The four common panoramic errors examined were4,5,6,14 (Fig. 3):

  1. 1.

    Palatoglossal air space (PAS) appearance: PAS is the oral cavity air shadow between the tongue and the hard palate which can obscure periapical pathology in the maxillary teeth. To reduce PAS, it is necessary to instruct the child to attach the dorsal part of the tongue to the palate throughout the imaging process.

  2. 2.

    Movement: Panoramic exposure time is between 8.2 and 19.0 s13. Movement of the child during this time will form typical anatomical effects by stretching or refracting the image, leading to a "fracture" appearance of the jaw15.

  3. 3.

    Positioning errors (PE): Patient's Frankfort plane should be parallel to the ground. To obtain a sharp image, the jaw’s basal part must be positioned correctly during the rotational movement of the device to ensure the Frankfort plane is parallel to the horizontal plane, the midsagittal plane is perpendicular to the horizontal plane, and there is a proper anterior–posterior (AP) plane. If the midsagittal plane of the patient is not correctly aligned the structures imaged becomes asymmetrical and proximal areas of crown surfaces become substantially overlapped (horizontal error).
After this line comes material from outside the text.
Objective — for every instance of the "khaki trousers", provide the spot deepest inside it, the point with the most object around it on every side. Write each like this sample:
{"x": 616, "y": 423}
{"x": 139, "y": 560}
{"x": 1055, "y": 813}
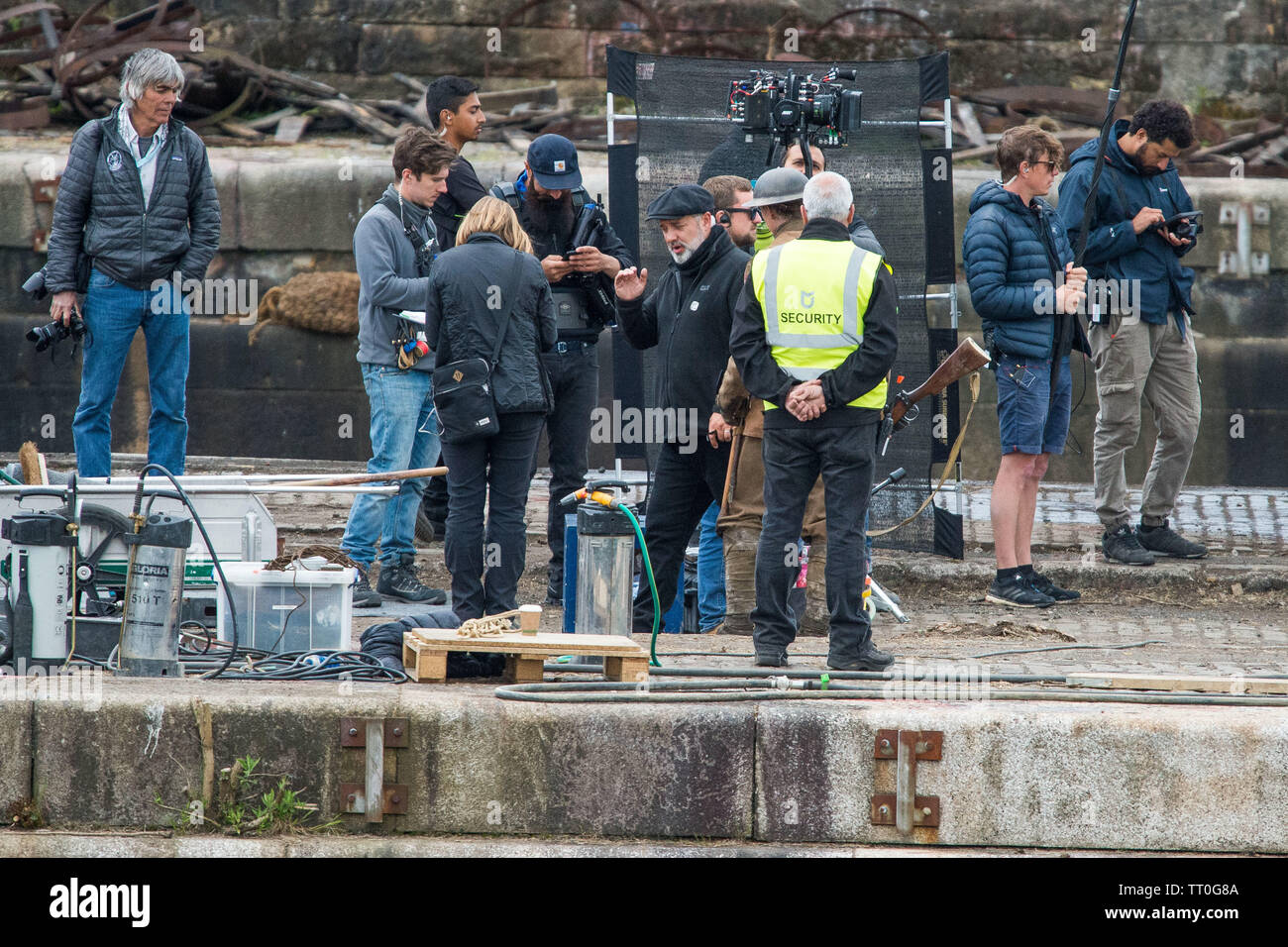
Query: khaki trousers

If patient’s head is positioned either too far forward or too far backwards it will cause ghost images appearance and superimposition of anatomical structures (AP error).

  4. 4.

    Artifacts’ appearance due to foreign objects.

Figure 3
figure 3

Examples of panoramic technical errors: (a) palatoglossal airway superimposed on the maxilla. (b) Schematic presentation of distortion due to movement at the right side of the panoramic image indicated by two horizontal red lines. (c) Horizontal misalignment causing asymmetrical structures (red lines) and the overlapping proximal surfaces (red circle). (d) Anterior–posterior misalignment causing demonstration of the vertebral ghost image (two curved red lines) as well as vertebral superimposition on left ramus (red arrow). (e) Lead apron artifact on top of the anterior mandible (red lines) and distortion due to movement on the right side.
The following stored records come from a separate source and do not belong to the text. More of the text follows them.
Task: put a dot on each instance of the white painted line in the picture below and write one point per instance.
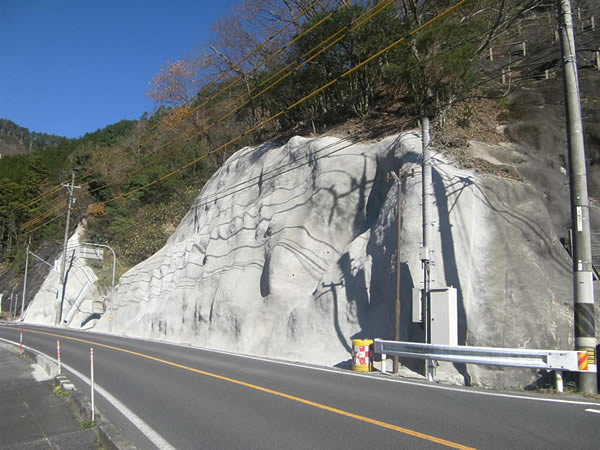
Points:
(425, 385)
(144, 428)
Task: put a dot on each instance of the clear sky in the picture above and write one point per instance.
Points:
(69, 67)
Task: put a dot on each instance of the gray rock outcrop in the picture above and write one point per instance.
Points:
(289, 251)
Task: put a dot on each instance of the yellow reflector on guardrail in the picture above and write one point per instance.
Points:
(362, 355)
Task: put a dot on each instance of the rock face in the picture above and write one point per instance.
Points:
(290, 252)
(81, 280)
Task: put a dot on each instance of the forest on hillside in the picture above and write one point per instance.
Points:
(274, 68)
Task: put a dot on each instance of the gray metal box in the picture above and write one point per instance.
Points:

The study was approved by the Institutional Human Subjects Ethics Committee (HMO-0279–20), which waived patient's informed consent.

Data was tabulated to Excel and processed using SPSS software (statistical package for the social sciences), version 25.0 (SPSS, Inc., Chicago, Illinois, USA). Examiners' reliability was measured according to the Fleiss’ Kappa test. When there was disagreement between the observers, the majority rule was used to create a unified answer. The mean and standard deviation (SD) were used to summarize and describe continuous variables. Categorical variables were described by frequencies and percentages. In the preliminary stage of data processing, the differences between the study groups in terms of socio-demographic variables and background information were examined using the ANOVA test and the Chi-squared test. Chi-squared test was used to compare the two study groups. The strength of the association between a continuous variable and a categorical variable was tested according to Spearman's correlation coefficient. Logistic regression estimated the quality of the integrated model for each of the indices, and ANOVA tests examined the differences between the different age groups. The significance level was set to p < 0.05.

Compliance with ethical standards

The study was approved by the committee on research involving human subject of the Hebrew University- Hadassah Medical School, Jerusalem, Israel (HMO-0279-20), which certified that the study was performed in accordance with the ethical standards as laid down in the 1964 Declaration of Helsinki and its later amendments or comparable ethical standards.